现有的深度网络方法中,某一个操作的感受野直接决定了这个操作可以获得多少上下文信息,所以提升感受野可以为网络引入更多的上下文信息。
二、方法
Step1:使用global averag pooling得到不同尺度的特征,PPM模块融合了4个不同尺度的特征:
- 红色是最粗糙尺度,使用一个global average pooling 实现
- 其他的都是将特征图切分为不同数量的块,在每个块内使用global average pooling (文中四个尺度分别是 1x1, 2x2, 3x3, 6x6)
Step2:global average pooling 之后,每层都接一个1x1的卷积来降低通道维度。
Step3:上采样到和原图相同的尺寸,然后和进入PPM头之前的feature map 进行concat 来预测结果。
import torch
import torch.nn as nn
from mmcv.cnn import ConvModule
from mmseg.ops import resize
from ..builder import HEADS
from .decode_head import BaseDecodeHead
from .Attention_layer import HardClassAttention as HCA
class PPM(nn.ModuleList):
"""Pooling Pyramid Module used in PSPNet.
Args:
pool_scales (tuple[int]): Pooling scales used in Pooling Pyramid
Module.
in_channels (int): Input channels.
channels (int): Channels after modules, before conv_seg.

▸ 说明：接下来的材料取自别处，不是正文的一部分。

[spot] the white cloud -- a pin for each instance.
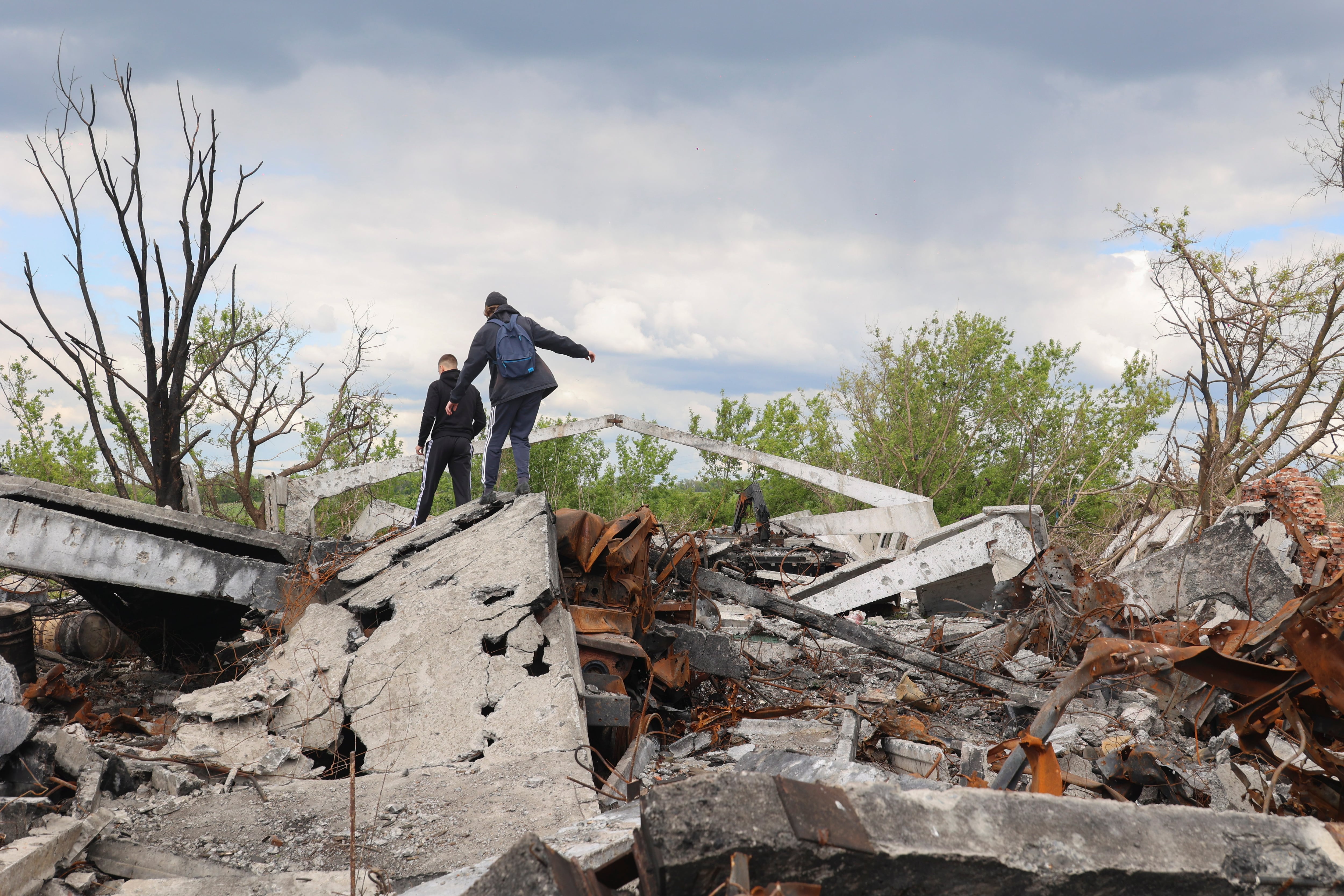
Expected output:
(740, 240)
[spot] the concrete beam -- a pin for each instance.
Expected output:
(886, 840)
(33, 860)
(48, 543)
(966, 551)
(206, 533)
(909, 514)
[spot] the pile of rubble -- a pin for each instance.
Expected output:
(522, 699)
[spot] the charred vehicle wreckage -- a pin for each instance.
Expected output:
(515, 698)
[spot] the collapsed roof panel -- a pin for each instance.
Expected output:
(201, 531)
(953, 574)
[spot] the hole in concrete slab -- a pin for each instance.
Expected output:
(539, 667)
(338, 763)
(494, 594)
(370, 620)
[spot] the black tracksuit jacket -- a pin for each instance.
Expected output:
(436, 422)
(506, 390)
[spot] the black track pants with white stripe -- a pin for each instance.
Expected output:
(455, 453)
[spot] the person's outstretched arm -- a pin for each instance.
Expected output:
(476, 360)
(549, 340)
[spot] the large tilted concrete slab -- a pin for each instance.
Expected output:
(974, 841)
(46, 542)
(1225, 565)
(953, 572)
(464, 613)
(459, 673)
(201, 531)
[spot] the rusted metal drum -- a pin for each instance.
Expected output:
(84, 636)
(17, 639)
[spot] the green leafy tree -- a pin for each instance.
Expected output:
(799, 429)
(956, 414)
(48, 449)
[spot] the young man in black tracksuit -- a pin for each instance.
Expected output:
(514, 402)
(447, 437)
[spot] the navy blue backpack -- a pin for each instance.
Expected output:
(513, 350)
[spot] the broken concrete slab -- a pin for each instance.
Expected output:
(314, 663)
(380, 515)
(17, 723)
(531, 867)
(201, 531)
(310, 883)
(865, 636)
(955, 572)
(515, 676)
(241, 743)
(248, 696)
(423, 537)
(31, 860)
(1152, 534)
(56, 543)
(631, 768)
(1214, 567)
(799, 735)
(849, 572)
(967, 840)
(124, 859)
(710, 652)
(175, 780)
(923, 761)
(19, 813)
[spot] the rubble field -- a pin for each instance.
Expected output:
(523, 699)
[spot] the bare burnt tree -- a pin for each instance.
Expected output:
(257, 397)
(1324, 150)
(1269, 378)
(156, 379)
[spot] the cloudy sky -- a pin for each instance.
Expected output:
(710, 195)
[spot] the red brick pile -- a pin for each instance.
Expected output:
(1295, 500)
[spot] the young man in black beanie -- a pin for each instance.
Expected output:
(447, 438)
(518, 383)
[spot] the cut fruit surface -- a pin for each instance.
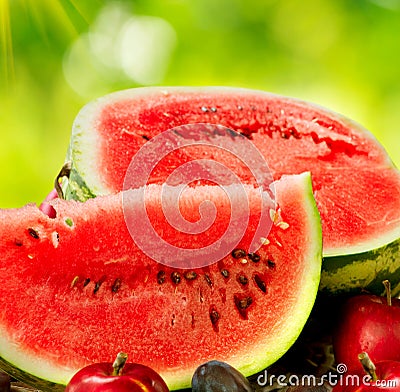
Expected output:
(355, 184)
(86, 291)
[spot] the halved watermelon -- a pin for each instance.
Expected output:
(355, 184)
(76, 289)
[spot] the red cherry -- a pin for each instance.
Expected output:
(380, 377)
(368, 323)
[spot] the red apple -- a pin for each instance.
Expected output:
(368, 323)
(382, 376)
(121, 377)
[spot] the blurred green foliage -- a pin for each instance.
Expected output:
(56, 55)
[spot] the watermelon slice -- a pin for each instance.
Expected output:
(355, 184)
(76, 289)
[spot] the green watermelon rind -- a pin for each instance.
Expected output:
(305, 298)
(29, 379)
(367, 270)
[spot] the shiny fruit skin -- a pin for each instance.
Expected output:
(385, 370)
(5, 382)
(367, 324)
(134, 378)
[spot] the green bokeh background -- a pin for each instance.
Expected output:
(341, 54)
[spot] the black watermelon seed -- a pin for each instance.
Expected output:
(214, 317)
(208, 280)
(238, 253)
(74, 281)
(225, 273)
(176, 277)
(260, 283)
(190, 275)
(161, 277)
(254, 257)
(271, 264)
(242, 280)
(116, 285)
(33, 233)
(242, 304)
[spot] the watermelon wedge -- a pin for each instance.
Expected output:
(355, 184)
(76, 289)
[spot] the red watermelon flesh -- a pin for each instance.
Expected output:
(356, 187)
(76, 289)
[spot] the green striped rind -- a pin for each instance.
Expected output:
(360, 266)
(363, 271)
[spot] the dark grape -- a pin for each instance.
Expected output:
(216, 376)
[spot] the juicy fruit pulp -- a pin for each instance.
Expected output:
(356, 187)
(86, 291)
(367, 323)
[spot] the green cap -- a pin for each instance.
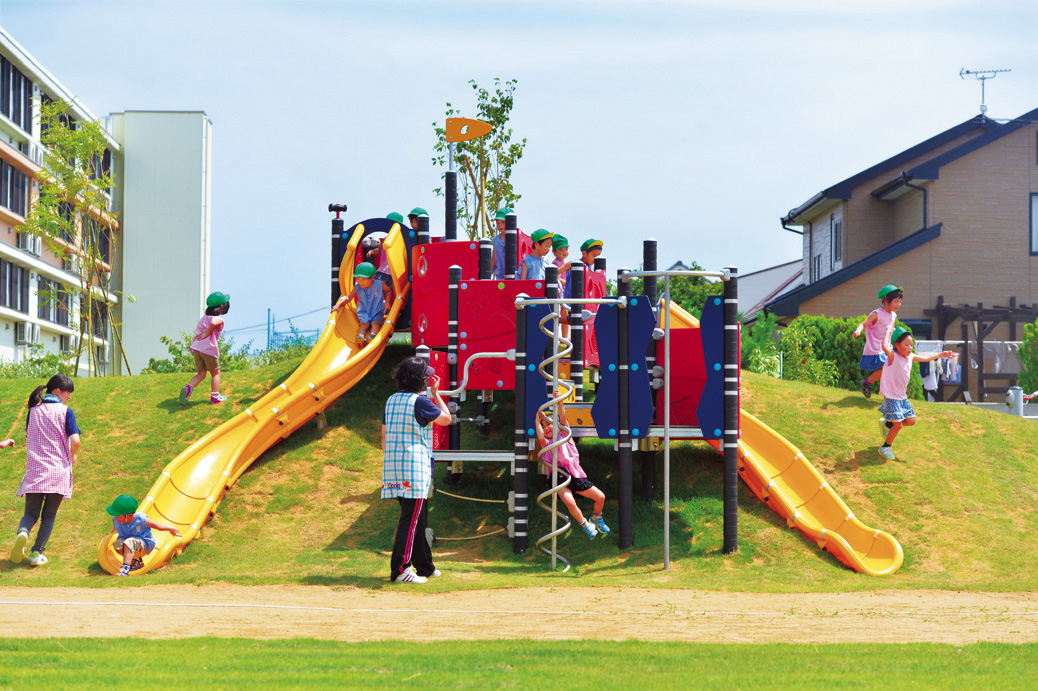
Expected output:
(541, 233)
(124, 505)
(886, 289)
(215, 300)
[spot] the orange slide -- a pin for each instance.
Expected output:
(192, 486)
(780, 475)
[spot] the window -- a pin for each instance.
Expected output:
(1034, 223)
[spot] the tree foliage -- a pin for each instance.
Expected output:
(484, 165)
(71, 216)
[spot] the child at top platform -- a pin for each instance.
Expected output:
(894, 385)
(206, 348)
(498, 242)
(535, 263)
(569, 466)
(371, 295)
(134, 530)
(875, 327)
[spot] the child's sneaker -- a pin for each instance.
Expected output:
(18, 552)
(410, 576)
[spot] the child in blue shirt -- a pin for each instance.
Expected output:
(372, 295)
(535, 263)
(134, 532)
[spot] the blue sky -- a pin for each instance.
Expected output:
(699, 123)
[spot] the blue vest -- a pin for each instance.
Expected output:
(407, 461)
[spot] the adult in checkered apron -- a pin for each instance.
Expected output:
(407, 468)
(52, 441)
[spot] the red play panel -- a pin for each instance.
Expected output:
(487, 324)
(429, 288)
(595, 287)
(688, 376)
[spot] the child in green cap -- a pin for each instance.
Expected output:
(875, 327)
(134, 532)
(206, 348)
(371, 294)
(535, 263)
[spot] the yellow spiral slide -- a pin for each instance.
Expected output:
(190, 489)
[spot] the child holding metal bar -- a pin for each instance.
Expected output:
(569, 466)
(894, 384)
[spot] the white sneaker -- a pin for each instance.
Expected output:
(410, 576)
(18, 552)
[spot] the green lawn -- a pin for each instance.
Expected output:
(518, 664)
(961, 498)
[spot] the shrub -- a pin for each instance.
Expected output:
(1029, 358)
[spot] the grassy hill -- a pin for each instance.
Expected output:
(962, 498)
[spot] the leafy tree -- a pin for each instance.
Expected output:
(71, 215)
(484, 164)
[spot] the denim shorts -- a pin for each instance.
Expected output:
(896, 410)
(872, 362)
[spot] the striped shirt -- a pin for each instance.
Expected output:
(407, 460)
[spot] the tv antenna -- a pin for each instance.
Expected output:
(982, 76)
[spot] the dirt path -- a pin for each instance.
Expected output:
(353, 614)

conv_cfg (dict|None): Config of conv layers.
norm_cfg (dict|None): Config of norm layers.
act_cfg (dict): Config of activation layers.
align_corners (bool): align_corners argument of F.interpolate.
"""
def __init__(self, pool_scales, in_channels, channels, conv_cfg, norm_cfg,
act_cfg, align_corners):
super(PPM, self).__init__()
self.pool_scales = pool_scales
self.align_corners = align_corners
self.in_channels = in_channels
self.channels = channels
self.conv_cfg = conv_cfg
self.norm_cfg = norm_cfg
self.act_cfg = act_cfg
for pool_scale in pool_scales:
self.append(
nn.Sequential(
nn.AdaptiveAvgPool2d(pool_scale),
ConvModule(
self.in_channels,
self.channels,
1,
conv_cfg=self.conv_cfg,
norm_cfg=self.norm_cfg,
act_cfg=self.act_cfg)))
def forward(self, x):
"""Forward function."""
ppm_outs = []
for ppm in self:
ppm_out = ppm(x)
upsampled_ppm_out = resize(
ppm_out,
size=x.size()[2:],
mode='bilinear',
align_corners=self.align_corners)
ppm_outs.append(upsampled_ppm_out)
return ppm_outs
@HEADS.register_module()
class PSPHead(BaseDecodeHead):
"""Pyramid Scene Parsing Network.
This head is the implementation of
`PSPNet <https://arxiv.org/abs/1612.01105>`_.
Args:
pool_scales (tuple[int]): Pooling scales used in Pooling Pyramid
Module. Default: (1, 2, 3, 6).
"""
def __init__(self, pool_scales=(1, 2, 3, 6), **kwargs):
super(PSPHead, self).__init__(**kwargs)
assert isinstance(pool_scales, (list, tuple))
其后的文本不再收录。